Venture Capitalist Bill of Rights – Article Four: The right not to have your money pissed away! January 17, 2010Posted by Lawrence Lenihan in Uncategorized.
Pardon, the coarse language, but I feel strongly about this one. After 13+ years as a venture capitalist, I semi-jokingly say that I have only one criterion that a management team needs to meet in due diligence: will the CEO and the other execs on his/her team steal from me?!!! Yes, that is how jaded I have become, but its true. However, I should add that my definition of stealing is a lot wider than the one you will find in the OED. For me, stealing includes: stealing (of course, but in the traditional sense), lying, obfuscating, misleading, being financially careless, but most of all, running out of money without accomplishing anything while pretending that you are (i.e. “pissing my money away”). How is that stealing? You broke a promise to me: you said you would invest my money wisely and, instead, wasted it along with my time.
That does not mean failure is pissing away my money – it isn’t, even though you end up in the same spot.
A CEO we recently backed at FirstMark and whose company we helped start, failed the first time out of the gate with us. We had backed his company in 1998, right at the start of the final phase of the tech bubble. As with any early stage company, we struggled at first to get the right business model, but he communicated clearly as events developed and what we learned as a result. He made his board part of the discovery process and we were never surprised at any point. But, just as we started getting a little traction, the collapse of the tech bubble began and it was clear that we would not grow fast enough to succeed in this very difficult environment. The company had just signed a $500,000 deal which would have kept everyone employed for a little longer, but would have only postponed the inevitable. With reality clearly facing him and after consulting the board, the CEO made the decision to wind down the company. He returned the money to the customer, paid suppliers, gave severance to the employees (he took none), shut the company and had a little left over to give back to his investors. Before they turned the lights off, his team took the sign off the building, signed it and presented it to him and thanked him for all he had done for them. This CEO failed, but he pissed away nothing.
On the other hand, we recently sold a company we (FirstMark) had started in our basement for several hundred million dollars. It was a nice exit, but it could have been nicer. The CEO we brought-in wasted dollars on questionable strategies and questionable people. He never achieved his operating plan and was never straightforward on this point, constantly changing goals, forcing his board to review past documents to hold him and management accountable. We fired him and the company got back on track, but we were lucky: this company did not deserve to succeed. Nevertheless this CEO pissed away our money and the return could have been much higher.

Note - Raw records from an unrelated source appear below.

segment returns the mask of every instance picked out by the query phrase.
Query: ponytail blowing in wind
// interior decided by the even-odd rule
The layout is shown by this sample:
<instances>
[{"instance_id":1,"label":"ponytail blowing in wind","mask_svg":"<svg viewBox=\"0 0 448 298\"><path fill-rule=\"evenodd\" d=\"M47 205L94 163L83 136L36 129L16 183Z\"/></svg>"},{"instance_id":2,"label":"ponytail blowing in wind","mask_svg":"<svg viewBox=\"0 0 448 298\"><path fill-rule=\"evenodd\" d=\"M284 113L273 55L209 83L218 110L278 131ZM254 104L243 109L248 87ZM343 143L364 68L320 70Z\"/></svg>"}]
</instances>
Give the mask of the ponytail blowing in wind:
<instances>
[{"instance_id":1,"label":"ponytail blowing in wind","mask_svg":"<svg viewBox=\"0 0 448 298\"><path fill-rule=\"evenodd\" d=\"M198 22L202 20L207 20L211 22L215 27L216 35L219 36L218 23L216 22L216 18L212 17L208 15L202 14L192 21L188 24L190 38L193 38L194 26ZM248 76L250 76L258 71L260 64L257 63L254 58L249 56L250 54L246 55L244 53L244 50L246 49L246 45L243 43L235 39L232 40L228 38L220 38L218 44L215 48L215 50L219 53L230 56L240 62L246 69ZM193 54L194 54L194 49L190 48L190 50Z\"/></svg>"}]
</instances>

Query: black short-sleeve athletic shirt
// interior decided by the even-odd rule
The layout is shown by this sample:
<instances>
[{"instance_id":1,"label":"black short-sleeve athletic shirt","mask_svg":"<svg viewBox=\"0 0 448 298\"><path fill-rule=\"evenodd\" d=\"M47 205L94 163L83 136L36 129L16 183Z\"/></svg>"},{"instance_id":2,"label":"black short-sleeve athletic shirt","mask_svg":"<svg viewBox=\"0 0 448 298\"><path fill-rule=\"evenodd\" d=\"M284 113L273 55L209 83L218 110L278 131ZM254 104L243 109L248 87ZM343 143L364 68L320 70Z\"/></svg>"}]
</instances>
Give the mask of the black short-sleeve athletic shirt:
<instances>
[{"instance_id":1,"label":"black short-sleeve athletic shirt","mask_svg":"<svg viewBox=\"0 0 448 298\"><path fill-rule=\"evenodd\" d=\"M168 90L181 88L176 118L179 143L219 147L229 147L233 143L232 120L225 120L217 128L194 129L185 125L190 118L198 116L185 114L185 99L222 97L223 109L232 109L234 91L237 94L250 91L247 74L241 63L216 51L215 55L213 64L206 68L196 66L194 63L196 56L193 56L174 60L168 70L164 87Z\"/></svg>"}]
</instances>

Failure is part of life and it is most certainly part of the life of both a VC and an entrepreneur. But an entrepreneur pissing away my money is not part of my life and should not be part of yours. Some of you will point out that the CEO in the latter example was not an “entrepreneur” but, rather, an executive brought in to run the company. Still, he had enough equity and was brought in early enough (in theory) to be the “entrepreneur” and the company was certainly entrepreneurial. But, yes, you are right, and this is one of the reasons that now, we will not invest in a company unless we have an entrepreneur who we think can take the company all the way to success (as opposed to having a guy who has “been there, done that” come in and take the CEO position after we invest).
As we discussed in the prior post (Entrepreneur Bill of Rights – Article Four), taking money from an investor creates a moral obligation on the part of the entrepreneur to invest that money wisely to the best of his/her ability to generate a large return on investment for the investor. When you piss it away, you break this obligation. And, because you have broken your obligation to me, I no longer have an obligation to back you. You no longer have a right to expect me to be there for you when you need me. This is the crux of the VC/Entrepreneur relationship.
So here is my very partial list of actions that constitute “pissing away” my money (feel free to add others!):
- “Spinning” me
- Surprising me
- Being surprised when you really should not have been
- Failing to establish, failing to measure or constantly changing business objectives
- Completely ignoring my input and then failing
- Repeatedly missing launch dates as the product is “finished”
- Failing to “ask for the order” from customers
- Tolerating poor performers for too long
- Hiring people who are not smarter than you
- Engaging PR with no measurable objective
- Taking xpensive office space
- Building-out expensive infrastructure
- Hiring too many support staff
- Excessive travel
- Investing “ahead of the curve” when the “curve” is not established and is very unclear
By the way, this is why the “Entrepreneur Bill of Rights – Article One: You have the right to own 50% or more of your company” is so important: when you and your team own that much of your company, you are actually not pissing away my money – you’re pissing away your money!